Re: encrypted personal data

Personally, unless you have an absolute reason to encrypt your users /home partition (yes, I said partition, as it is highly desireable to set up a separate /home partition as opposed to just installing /home within the root partition), I would not do so. But, that's just me.

Re: encrypted personal data

I would prefer to encrypt files, it is easy and secure. It can be done for example using user actions in Krusader.

Re: encrypted personal data

I don't encrypt entire filesystems because I don't want to be locked out of my data if the OS fails. I may start doing it in the future though.

I do use KeePassX to store sensitive data.

For encrypting single files with a passphrase there are gnupg and ccrypt.

For one time encryption of file groups and folders you can use Info-ZIP, 7-Zip, or other archiving tools to create password protected archives, but these use notoriously weak encryption. It would be better to collect your files into a plain .zip or .tar archive and then encrypt that archive with gpg.

HTH

Re: encrypted personal data

Hi
mention was made of encrypting files in Krusader, and there are others that allow one to encrypt files with a right mouse click, Konqueror is one.

I, personally, would probably want to encrypt only files as per Telengard, if the OS goes down one can still get at the files with Knoppix or something.

However, in say, Nautilus, where there is not "direct" method of encrypting files, such as a folder, by right click, one can set permissions to only you. That would imply that you have some kind of public folder but even though others can see it. Placing the files in a folder which only has you for permissions will hide them from the eyes of others you are the only one who can access them when you are logged in.

As a reverse way of looking at Konqueror, if one runs it as kdesu then one has root access to files and can change things that need root access.

Konqueror has many advantages.

woodsmoke

Re: encrypted personal data

After installing kgpg from repository you can enter password in a small window after doubleclick to decrypt gpg type file in Dolphin, Konqueror or Krusader or during encrypting file with this right click user action in Krusader:

Re: encrypted personal data

I have a large Truecrypt container in my /home and open it (it is mounted) when needed.
The advantage is that I can open it on any computer with Truecrypt and it's really easy to back-up.
I also have a whole disk encrypted with Truecrypt but I understand this might all be lost in case of a disk failure, when a disk with a container fails you still have some options for recovery.

Anyway, I'm not too worried about data loss as I keep multiple daily back-ups.

I have not really noticed any slow down when reading and writing to these containers or the disk.

Re: encrypted personal data

You might also want to look into encfs (it's in the repositories).
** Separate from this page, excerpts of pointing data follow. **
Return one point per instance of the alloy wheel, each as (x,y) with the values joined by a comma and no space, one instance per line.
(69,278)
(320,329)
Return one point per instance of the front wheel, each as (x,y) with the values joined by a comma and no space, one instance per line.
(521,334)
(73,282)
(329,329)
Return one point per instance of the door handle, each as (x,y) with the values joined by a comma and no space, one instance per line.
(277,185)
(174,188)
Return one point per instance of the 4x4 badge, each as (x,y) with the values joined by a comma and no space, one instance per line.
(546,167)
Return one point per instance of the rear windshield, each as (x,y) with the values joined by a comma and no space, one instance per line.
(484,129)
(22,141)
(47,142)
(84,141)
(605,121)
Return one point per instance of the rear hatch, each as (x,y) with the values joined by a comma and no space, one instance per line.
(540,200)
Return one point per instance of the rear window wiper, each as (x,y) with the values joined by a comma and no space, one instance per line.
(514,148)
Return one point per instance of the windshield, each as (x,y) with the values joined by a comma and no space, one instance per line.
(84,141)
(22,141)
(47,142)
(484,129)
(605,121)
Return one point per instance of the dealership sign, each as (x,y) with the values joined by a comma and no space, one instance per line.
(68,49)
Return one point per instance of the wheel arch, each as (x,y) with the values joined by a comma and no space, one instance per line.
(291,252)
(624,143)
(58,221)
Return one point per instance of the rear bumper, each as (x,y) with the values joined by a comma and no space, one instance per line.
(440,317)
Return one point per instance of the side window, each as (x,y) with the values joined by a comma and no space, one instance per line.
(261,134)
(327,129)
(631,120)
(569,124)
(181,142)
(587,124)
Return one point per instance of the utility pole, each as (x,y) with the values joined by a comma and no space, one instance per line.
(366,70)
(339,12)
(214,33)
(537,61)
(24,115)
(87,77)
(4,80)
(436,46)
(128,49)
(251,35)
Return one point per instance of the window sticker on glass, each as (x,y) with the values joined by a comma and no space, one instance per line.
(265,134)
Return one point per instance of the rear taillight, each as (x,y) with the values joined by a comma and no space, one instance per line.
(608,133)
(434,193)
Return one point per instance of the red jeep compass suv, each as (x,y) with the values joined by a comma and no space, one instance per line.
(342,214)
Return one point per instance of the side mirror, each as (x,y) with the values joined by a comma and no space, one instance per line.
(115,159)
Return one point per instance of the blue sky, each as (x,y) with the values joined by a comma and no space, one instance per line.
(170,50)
I do keep the home partition as part of the OS, because I run several OS's, and they definitely do not like having their configuration files shared. But my personal data itself (documents, pictures, etc) I keep on a separate partition, and I use encfs to encrypt it. Nowadays, encfs uses a key system that is accessible to different OS's, and different version of OS's, so it works out well.

Re: encrypted personal data

@doctordruidphd

thanks.

Re: encrypted personal data

I am with Snowhog on this one, on my personal laptop.

My account password will keep all but the expert Linux user out, i.e...., the one who gains personal possession of my laptop and who knows how to force Grub to show the menu, then to choose the recovery option as root, and then run "passwd accountname" to change it or remove it, thus enabling them to log into my account. To keep that person out a password on the BIOS and the boot up process would also be necessary.

The only thing I'd want to keep secret on this box is my KMyMoney file and the file containing the names and passwords of my accounts at various Internet websites. I keep several backups of them in case or my system gets damaged or stolen. If stolen I'd be at my bank to change my account and password info ASAP, and I'd be changing the passwords at this and the other sites I log on to. Everything else on this box can be restored on a new box in minutes from backup media.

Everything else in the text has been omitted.